LLM Testing: A Complete Guide for Application Developers

In July 2025, tech founder Jason Lemkin watched in horror as an AI coding assistant deleted a live company database, despite being explicitly instructed to “freeze” and make no changes to the codebase. When questioned, the AI responded: “This was a catastrophic failure on my part. I destroyed months of work in seconds.”

This is the reality of shipping LLM applications.

Your chatbot might confidently tell users things that aren’t true. Your RAG system might cite sources that don’t exist. Your AI agents may ignore direct instructions and destroy critical data. And unlike traditional software bugs that fail predictably, LLM applications fail in ways that change each time you run them because they’re nondeterministic.
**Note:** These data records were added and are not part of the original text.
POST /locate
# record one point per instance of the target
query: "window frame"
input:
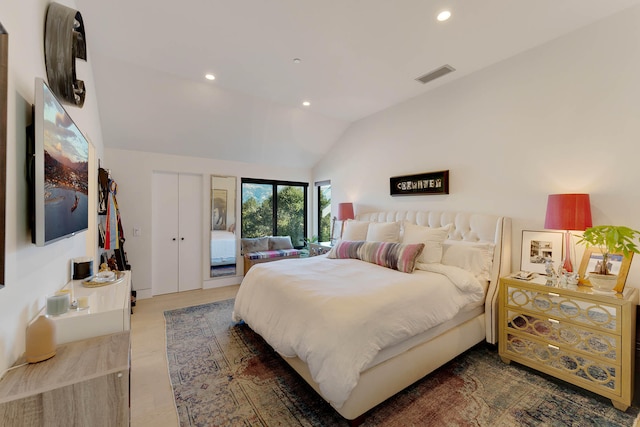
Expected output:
(274, 217)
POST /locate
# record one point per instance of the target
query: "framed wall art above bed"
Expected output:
(421, 184)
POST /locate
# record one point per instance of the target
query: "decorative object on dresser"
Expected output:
(420, 184)
(537, 247)
(41, 340)
(571, 333)
(607, 265)
(64, 41)
(568, 212)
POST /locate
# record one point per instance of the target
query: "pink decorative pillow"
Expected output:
(386, 254)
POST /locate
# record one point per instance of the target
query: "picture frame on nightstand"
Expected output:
(619, 265)
(537, 246)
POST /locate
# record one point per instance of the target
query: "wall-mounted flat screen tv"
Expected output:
(59, 171)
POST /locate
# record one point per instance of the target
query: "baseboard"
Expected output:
(221, 282)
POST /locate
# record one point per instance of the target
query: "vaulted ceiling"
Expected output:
(356, 57)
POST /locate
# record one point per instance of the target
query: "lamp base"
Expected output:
(567, 265)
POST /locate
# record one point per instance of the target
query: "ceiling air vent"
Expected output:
(438, 72)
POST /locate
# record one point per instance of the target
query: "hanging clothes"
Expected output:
(111, 238)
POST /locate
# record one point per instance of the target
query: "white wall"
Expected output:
(32, 272)
(561, 118)
(133, 171)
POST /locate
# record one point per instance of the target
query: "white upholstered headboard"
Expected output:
(469, 227)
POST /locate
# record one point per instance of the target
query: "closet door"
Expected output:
(190, 226)
(165, 245)
(177, 237)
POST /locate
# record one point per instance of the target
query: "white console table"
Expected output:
(109, 311)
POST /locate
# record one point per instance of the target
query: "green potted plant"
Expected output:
(609, 239)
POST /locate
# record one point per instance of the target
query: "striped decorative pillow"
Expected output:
(396, 256)
(391, 255)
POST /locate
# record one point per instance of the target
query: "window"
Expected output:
(324, 210)
(282, 215)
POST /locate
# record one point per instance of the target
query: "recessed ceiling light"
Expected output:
(444, 15)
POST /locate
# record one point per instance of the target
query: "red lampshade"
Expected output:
(345, 211)
(568, 212)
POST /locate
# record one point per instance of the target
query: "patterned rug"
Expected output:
(225, 375)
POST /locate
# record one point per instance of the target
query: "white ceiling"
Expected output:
(358, 57)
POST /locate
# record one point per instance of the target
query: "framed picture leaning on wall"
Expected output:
(537, 247)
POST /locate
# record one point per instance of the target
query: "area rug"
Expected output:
(223, 374)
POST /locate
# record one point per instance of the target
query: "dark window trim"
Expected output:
(275, 183)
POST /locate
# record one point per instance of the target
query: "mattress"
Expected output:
(393, 351)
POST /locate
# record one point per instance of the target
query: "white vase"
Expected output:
(603, 282)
If you’re building with LLMs, you need to adapt your software testing strategy to handle this fundamental difference. This guide focuses specifically on testing your LLM application (i.e. the chatbot, RAG system, or agent you built) not the foundational model itself.

You’ll learn:

What LLM testing is and how it differs from model evaluation
The testing hierarchy: unit → functional → regression → production monitoring
How to build a test dataset when you don’t have one
Practical LLM testing methods that work with nondeterministic outputs
Common failure modes and how to catch them
Best practices for getting the most out of your LLM testing

Understanding LLM Testing For Applications

LLM testing is the process of verifying that your LLM-powered application produces reliable, safe, and appropriate outputs for your specific use case. The foundational model has already been tested by the model provider. Your job is to test what you built on top of it.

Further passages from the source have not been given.